Luis Caballero Diaz's profile

Machine Learning Imbalanced Data Part 2

The project focuses on an machine learning exercise based on an imbalanced dataset. Knowledge of imbalanced datasets particularities, common scoring methods, tools and nomenclatures are assumed in this part. If an introduction to imbalanced dataset is needed, next link can be a perfect starting point prior to read this project.

Part 1 focused on introducing main challenges for an imbalanced dataset as selecting a proper scoring method and perform a model evaluation:

Part 2 focused on cross validation and grid search using pipeline to optimize AUC for model tuning and interpret the results:

As reference, the work is done with Python and scikit learn, and the dataset to use is an open dataset from kaggle. The code and dataset can be found in the below links.


This data is very extensive containing information for almost 300k transactions with a total of 30 features, plus a target output class indicating if the transaction was a fraud or not. However, there are only 492 fraud transactions, which corresponds to 0.172% of the cases.

Let's proceed to select different supervised machine learning algorithms potentially suitable for the current dataset. The memory usage and computational time is an important factor to consider in a dataset of almost 300k transactions with 30 features each (which leads close to 9 millions of data). Therefore, the current exercise is not suitable to select all algorithms and run a grid search cross validation with lots of parameters combinations since the computational time would be out of expectations.
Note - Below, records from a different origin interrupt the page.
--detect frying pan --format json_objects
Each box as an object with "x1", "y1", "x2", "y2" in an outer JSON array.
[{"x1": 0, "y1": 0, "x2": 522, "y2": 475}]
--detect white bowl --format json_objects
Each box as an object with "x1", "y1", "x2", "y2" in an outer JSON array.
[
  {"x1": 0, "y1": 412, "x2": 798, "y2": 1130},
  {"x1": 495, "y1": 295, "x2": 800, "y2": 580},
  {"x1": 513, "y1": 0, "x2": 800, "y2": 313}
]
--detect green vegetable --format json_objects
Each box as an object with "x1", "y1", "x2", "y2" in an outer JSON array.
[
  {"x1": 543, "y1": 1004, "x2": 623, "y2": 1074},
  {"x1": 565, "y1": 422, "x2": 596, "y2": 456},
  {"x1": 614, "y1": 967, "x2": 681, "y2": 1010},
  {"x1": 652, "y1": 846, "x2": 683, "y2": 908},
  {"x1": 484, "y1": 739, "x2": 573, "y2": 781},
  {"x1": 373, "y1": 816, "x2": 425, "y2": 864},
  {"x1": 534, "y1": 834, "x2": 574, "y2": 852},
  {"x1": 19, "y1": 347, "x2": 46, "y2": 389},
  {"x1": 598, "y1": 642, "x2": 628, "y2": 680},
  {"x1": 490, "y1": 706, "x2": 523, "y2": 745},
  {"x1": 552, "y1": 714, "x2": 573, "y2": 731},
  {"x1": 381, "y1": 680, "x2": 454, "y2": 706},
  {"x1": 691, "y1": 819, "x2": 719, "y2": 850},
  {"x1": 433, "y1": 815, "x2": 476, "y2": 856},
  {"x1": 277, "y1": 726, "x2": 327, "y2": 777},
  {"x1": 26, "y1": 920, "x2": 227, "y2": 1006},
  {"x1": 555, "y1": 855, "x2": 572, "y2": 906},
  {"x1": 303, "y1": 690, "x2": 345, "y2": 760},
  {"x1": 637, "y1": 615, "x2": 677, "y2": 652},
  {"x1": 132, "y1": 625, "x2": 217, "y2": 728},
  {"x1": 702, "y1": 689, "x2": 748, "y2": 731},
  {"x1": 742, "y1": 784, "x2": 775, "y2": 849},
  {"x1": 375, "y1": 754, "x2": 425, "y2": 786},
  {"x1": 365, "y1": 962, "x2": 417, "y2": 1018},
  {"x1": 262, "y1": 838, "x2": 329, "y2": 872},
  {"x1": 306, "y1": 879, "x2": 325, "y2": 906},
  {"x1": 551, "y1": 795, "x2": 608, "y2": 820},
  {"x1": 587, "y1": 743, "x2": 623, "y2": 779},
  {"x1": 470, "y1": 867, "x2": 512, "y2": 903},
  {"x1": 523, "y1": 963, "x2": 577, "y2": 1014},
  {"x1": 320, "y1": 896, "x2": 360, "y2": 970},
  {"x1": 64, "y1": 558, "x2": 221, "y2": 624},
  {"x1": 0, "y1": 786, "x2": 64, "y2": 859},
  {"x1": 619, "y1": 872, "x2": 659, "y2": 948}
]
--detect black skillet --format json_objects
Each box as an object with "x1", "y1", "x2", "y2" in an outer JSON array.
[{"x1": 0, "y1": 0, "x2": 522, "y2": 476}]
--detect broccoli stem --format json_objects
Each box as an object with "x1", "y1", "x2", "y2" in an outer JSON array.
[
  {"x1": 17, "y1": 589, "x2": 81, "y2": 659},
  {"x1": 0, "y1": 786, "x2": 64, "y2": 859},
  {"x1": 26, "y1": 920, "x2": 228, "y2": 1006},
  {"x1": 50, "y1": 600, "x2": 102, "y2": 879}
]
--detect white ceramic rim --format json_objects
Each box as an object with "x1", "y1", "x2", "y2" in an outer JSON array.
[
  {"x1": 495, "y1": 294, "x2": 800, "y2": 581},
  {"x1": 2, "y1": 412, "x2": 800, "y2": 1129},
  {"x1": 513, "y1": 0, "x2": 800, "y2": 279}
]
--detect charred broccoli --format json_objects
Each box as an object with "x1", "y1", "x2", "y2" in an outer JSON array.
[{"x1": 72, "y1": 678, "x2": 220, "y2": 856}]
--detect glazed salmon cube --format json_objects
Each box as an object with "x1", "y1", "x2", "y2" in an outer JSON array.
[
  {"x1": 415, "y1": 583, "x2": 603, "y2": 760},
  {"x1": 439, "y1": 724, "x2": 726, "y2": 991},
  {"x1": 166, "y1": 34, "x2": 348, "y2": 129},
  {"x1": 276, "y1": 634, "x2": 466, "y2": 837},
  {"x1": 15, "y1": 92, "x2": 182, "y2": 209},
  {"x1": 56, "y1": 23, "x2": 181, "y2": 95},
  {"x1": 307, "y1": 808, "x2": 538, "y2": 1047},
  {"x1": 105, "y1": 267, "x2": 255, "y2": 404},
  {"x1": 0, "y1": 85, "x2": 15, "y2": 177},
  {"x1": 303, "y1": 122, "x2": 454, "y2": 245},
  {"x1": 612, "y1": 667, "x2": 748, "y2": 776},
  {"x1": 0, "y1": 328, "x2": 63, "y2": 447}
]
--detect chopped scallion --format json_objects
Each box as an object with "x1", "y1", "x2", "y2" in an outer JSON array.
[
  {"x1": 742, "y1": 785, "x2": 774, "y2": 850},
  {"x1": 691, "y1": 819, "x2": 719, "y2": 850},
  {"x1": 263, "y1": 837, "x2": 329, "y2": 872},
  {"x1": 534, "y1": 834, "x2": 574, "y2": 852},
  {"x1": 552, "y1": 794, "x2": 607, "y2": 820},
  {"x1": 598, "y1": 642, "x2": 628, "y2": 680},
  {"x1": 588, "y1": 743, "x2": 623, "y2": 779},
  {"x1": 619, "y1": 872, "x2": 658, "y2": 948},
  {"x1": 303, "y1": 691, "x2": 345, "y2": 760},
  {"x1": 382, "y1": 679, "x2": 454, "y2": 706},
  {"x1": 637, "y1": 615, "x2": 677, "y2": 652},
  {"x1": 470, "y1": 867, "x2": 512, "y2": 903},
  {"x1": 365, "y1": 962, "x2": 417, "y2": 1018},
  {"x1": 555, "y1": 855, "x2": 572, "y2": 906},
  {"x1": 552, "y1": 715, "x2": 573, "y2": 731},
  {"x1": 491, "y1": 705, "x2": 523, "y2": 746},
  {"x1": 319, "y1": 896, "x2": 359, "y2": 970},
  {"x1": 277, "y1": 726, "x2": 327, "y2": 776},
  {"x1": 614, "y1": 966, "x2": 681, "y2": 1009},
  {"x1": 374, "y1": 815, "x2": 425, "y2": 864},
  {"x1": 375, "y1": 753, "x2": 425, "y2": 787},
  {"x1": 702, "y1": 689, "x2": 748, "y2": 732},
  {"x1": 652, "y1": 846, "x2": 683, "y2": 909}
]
With these level of features and samples, linear models such as Linear Support Vector Classification (Linear SVC) and Logistic Regression tends to work well. Additionally, Naive Bayes with Gaussian algorithm might be also a good fit here. And finally, Decision Tree algorithm will be also used. Other more complex algorithms such as Random Forest, Gradient Boosting, Support Vector Machines or Neural Networks are discarded due to their complexity. The expectation is to have a good performance with linear models, slightly inferior performance with Naive Bayes but with faster execution, and reasonable but also inferior performance with Decision Tree. 

The GridSearchCV function is run in a pipeline with two steps: scaling preprocessing and algorithm classifier. However, as explained in the project part 1, this data comes already scaled because PCA was applied by data owner due to confidentiality reasons and so, first step for scaling will be ignored. 

The code for the grid search model parametrization is as follows. The pipeline cases are defined in the algorithm and scale lists. Each position corresponds to a condition for the pipeline, meaning the first run for example will use the algorithm defined in algorithm[0] and the scaler defined in scale[0]. 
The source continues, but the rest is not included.